L’Europol, l’Ufficio europeo di polizia, domanda aiuto ai cittadini per contrastare i casi di abusi sui bambini. Si chiama “Stop Child Abuse – Trace an Object” ed è una pagina web tramite cui chiede agli utenti di fornire tutte le informazioni possibili sull’origine, e sui Paesi di vendita, di oggetti immortalati in alcune fotografie. Sono particolari, oggetti spesso in secondo piano, originariamente contenuti nelle foto sessualmente esplicite che riguardano soggetti minori.
L’aiuto del pubblico
Il progetto è cominciato lo scorso giugno con le prime venti fotografie. Via via che alcune immagini sono state “risolte” ne sono state caricate altre. Da allora, si legge in una nota di Europol di fine febbraio, gli utenti hanno mandato “più di 18.300 indizi, informazioni poi attentamente elaborate dal Centro Europeo contro il Cybercrimine (EC3)”. In questo modo 70 oggetti sono stati identificati.
Di questi 70 oggetti, “25 sono stati individuati come provenienti da un solo paese di produzione o da una manciata di Stati”, scrive l’Europol. In questo modo “possiamo essere quasi certi che l’immagine contenente l’abuso sessuali nei confronti dei minori è avvenuto in quei paesi”.
L’aiuto del pubblico è fondamentale: la probabilità che nel mondo qualcuno possa aiutare a riconoscere un oggetto sono ovviamente molto più alte di quelle che hanno gli occhi degli investigatori che possono lavorare su questi casi. Una volta individuata una rosa ristretta di potenziali paesi di origine, Europol trasmette poi ai diversi soggetti coinvolti, come le polizie dei diversi Stati, le informazioni raccolte. E si può mettere in contatto con le aziende produttrici degli oggetti identificati per cercare di definire in maniera più precisa il luogo in cui è stata scattata la foto.
“Ci sono numerose indagini in corso”, fanno sapere, e “anche se sono molto difficili e possono richiedere mesi o anni, gli indizi raccolti tramite Trace an Object possono essere fondamentali per far partire approfondimenti o collegare prove differenti”.

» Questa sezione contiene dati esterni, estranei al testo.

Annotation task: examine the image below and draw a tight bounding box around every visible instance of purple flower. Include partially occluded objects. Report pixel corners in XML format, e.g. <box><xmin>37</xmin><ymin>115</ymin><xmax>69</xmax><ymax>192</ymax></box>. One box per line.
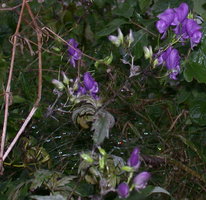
<box><xmin>77</xmin><ymin>84</ymin><xmax>87</xmax><ymax>95</ymax></box>
<box><xmin>133</xmin><ymin>172</ymin><xmax>151</xmax><ymax>191</ymax></box>
<box><xmin>68</xmin><ymin>38</ymin><xmax>82</xmax><ymax>67</ymax></box>
<box><xmin>184</xmin><ymin>19</ymin><xmax>202</xmax><ymax>48</ymax></box>
<box><xmin>156</xmin><ymin>8</ymin><xmax>175</xmax><ymax>38</ymax></box>
<box><xmin>77</xmin><ymin>72</ymin><xmax>99</xmax><ymax>99</ymax></box>
<box><xmin>171</xmin><ymin>3</ymin><xmax>189</xmax><ymax>26</ymax></box>
<box><xmin>158</xmin><ymin>47</ymin><xmax>180</xmax><ymax>80</ymax></box>
<box><xmin>84</xmin><ymin>72</ymin><xmax>99</xmax><ymax>94</ymax></box>
<box><xmin>127</xmin><ymin>147</ymin><xmax>141</xmax><ymax>170</ymax></box>
<box><xmin>117</xmin><ymin>183</ymin><xmax>129</xmax><ymax>198</ymax></box>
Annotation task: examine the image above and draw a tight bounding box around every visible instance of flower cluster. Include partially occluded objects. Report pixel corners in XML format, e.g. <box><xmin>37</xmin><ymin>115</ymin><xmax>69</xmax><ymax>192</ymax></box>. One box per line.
<box><xmin>68</xmin><ymin>38</ymin><xmax>82</xmax><ymax>67</ymax></box>
<box><xmin>77</xmin><ymin>72</ymin><xmax>99</xmax><ymax>99</ymax></box>
<box><xmin>52</xmin><ymin>72</ymin><xmax>99</xmax><ymax>103</ymax></box>
<box><xmin>117</xmin><ymin>148</ymin><xmax>151</xmax><ymax>198</ymax></box>
<box><xmin>156</xmin><ymin>3</ymin><xmax>202</xmax><ymax>80</ymax></box>
<box><xmin>156</xmin><ymin>3</ymin><xmax>202</xmax><ymax>48</ymax></box>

Crowdsourcing, cioè idee collaborative
Non tutte le segnalazioni hanno finora portato a una identificazione del luogo in cui potrebbe essere stata scattata la fotografia incriminata. “Quarantacinque immagini non hanno portato a un luogo specifico perché sono oggetti presenti in molti paesi del mondo”. Anche in questo caso, comunque, l’aiuto degli utenti online è prezioso: “Ci consentono di escludere certe tracce e di investire risorse altrove con maggior probabilità di successo”, spiegano dall’Aia.
Non più tardi di due settimane fa la Polizia europea ha aggiornato per l’ennesima volta il sito caricando nuove fotografie. Da identificare, ora, ci sono 25 oggetti: un porta-fazzoletti squadrato, giallo e verde, con disegnato un profilo di una persona, ad esempio. Oppure una busta con un disegno viola e alcuni pipistrelli stilizzati. Le foto sono disponibili qui, ed è possibile fornire informazioni, anche in modo anonimo, semplicemente cliccando sul tasto ‘Manda informazioni’ che si apre ingrandendo l’immagine.
Per supportare il progetto di Europol, il sito di giornalismo partecipativo Bellingcat ha rilanciato le immagini su Check, una piattaforma di fact-checking in crowdsourcing. Che cosa significa? È il tentativo di attivare una comunità di utenti stimolandola a raccogliere idee e suggerimenti su un determinato tema.